In your capacity as the Chairman of the NESG, what is your advice to Nigerian businesses as they launch into 2023, especially as it relates to the principles of Inclusive Businesses?
Giving our diverse population, rising poverty level, and supply chain bottlenecks and other dynamics, it is important that businesses creatively define commercially viable and operationally sustainable models for providing goods and services to different segments of our population including the base of the pyramid. Those at the base of the pyramid must be made to become significant contributor to the value chain of companies as employees, suppliers, distributors, retailers, customers and consumers. Such an inclusive business model is the path to realizing the huge market potential that Nigeria portends.
I will encourage Nigerian business community to keep pushing and find innovative ways to institute more resilient and inclusive business models.

There are no doubts that 2023 will be another challenging year, with elevated political risks and market uncertainties given the volatile domestic and global events. But overcast skies call for a coat, not staying indoors. One thing every business must have is a robust risk response plan, which will enable them to proactively weight 2023 headwinds, scan the environment and develop strategic fallback plans to reduce threats to their supply chains. It is equally important for every business to protect its workforce as the hiring pool continues to shrink further.  Motivate employees enough to keep them productive and help them navigate the elevated macro-related welfare issues and cost of living crisis. Furthermore, it is imperative to pursue revenue diversification in 2023. Some non-oil economic sectors have shown impressive resilience since the pandemic. There are upsides in capturing good market share and opportunities across these sectors.

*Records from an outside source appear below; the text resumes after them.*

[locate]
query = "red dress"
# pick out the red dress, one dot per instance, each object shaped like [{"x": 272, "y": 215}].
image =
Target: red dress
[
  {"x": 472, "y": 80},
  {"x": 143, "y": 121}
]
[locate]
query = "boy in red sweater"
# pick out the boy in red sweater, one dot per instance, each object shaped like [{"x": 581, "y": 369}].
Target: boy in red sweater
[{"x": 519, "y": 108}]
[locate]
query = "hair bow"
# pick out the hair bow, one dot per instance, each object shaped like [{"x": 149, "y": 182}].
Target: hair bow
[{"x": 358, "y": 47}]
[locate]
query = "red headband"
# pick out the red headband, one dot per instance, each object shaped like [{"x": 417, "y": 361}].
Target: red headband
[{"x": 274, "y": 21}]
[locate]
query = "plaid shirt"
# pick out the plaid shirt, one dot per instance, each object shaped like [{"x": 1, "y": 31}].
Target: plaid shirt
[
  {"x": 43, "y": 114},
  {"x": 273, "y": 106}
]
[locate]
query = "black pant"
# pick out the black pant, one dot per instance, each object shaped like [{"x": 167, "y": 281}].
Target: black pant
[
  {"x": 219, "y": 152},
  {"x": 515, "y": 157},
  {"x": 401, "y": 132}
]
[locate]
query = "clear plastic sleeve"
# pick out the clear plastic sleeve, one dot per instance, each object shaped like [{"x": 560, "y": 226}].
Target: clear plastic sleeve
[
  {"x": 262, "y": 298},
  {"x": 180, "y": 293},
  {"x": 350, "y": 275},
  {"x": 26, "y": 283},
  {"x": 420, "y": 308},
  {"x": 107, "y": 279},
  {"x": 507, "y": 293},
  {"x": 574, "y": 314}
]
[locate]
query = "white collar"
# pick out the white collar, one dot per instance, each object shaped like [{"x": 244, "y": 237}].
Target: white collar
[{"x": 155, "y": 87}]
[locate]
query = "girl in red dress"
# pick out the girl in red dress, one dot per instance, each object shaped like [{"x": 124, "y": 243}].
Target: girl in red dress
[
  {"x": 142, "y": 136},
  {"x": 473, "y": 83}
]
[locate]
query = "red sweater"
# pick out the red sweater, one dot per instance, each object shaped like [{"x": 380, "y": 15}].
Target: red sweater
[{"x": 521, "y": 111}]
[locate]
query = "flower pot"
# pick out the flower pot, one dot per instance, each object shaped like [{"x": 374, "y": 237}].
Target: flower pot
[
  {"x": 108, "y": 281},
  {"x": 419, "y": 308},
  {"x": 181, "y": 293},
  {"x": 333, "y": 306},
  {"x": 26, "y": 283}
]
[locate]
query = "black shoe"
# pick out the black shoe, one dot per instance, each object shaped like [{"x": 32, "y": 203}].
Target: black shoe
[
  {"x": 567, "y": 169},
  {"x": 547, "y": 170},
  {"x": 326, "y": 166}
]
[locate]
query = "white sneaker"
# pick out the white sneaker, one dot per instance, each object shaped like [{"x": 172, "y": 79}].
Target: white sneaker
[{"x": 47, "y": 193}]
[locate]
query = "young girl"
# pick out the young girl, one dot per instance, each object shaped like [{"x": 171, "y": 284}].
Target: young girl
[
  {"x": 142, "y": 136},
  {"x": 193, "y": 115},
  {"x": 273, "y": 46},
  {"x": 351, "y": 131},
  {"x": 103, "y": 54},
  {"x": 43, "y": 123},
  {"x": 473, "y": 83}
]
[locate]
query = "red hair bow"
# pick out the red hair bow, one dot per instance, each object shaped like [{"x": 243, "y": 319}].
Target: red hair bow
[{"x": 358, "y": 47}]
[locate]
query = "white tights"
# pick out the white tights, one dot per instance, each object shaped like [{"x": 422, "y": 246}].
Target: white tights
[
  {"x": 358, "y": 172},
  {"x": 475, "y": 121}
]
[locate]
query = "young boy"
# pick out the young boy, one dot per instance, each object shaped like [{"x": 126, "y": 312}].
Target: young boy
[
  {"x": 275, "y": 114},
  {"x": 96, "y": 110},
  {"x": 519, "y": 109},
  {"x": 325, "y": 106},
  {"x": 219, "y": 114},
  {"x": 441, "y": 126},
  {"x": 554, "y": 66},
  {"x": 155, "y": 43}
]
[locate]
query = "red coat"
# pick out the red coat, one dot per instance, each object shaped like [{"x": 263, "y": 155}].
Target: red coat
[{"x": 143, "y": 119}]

Back to Inclusive Businesses, I hope these principles and illustrations I have discussed with you today served to illuminate how commercial success can be achieved with the added benefit of development impact. As with any business strategy, there are critical factors for success which must be identified ensuring that a sound approach is applied, which includes running pilots and not starting too big to allow for adaptive learning. Finally, we observe that intentionality is not just for the sake of attracting impact investors; intentionality will enable the core objectives to be mapped out and ultimately achieved despite the headwinds.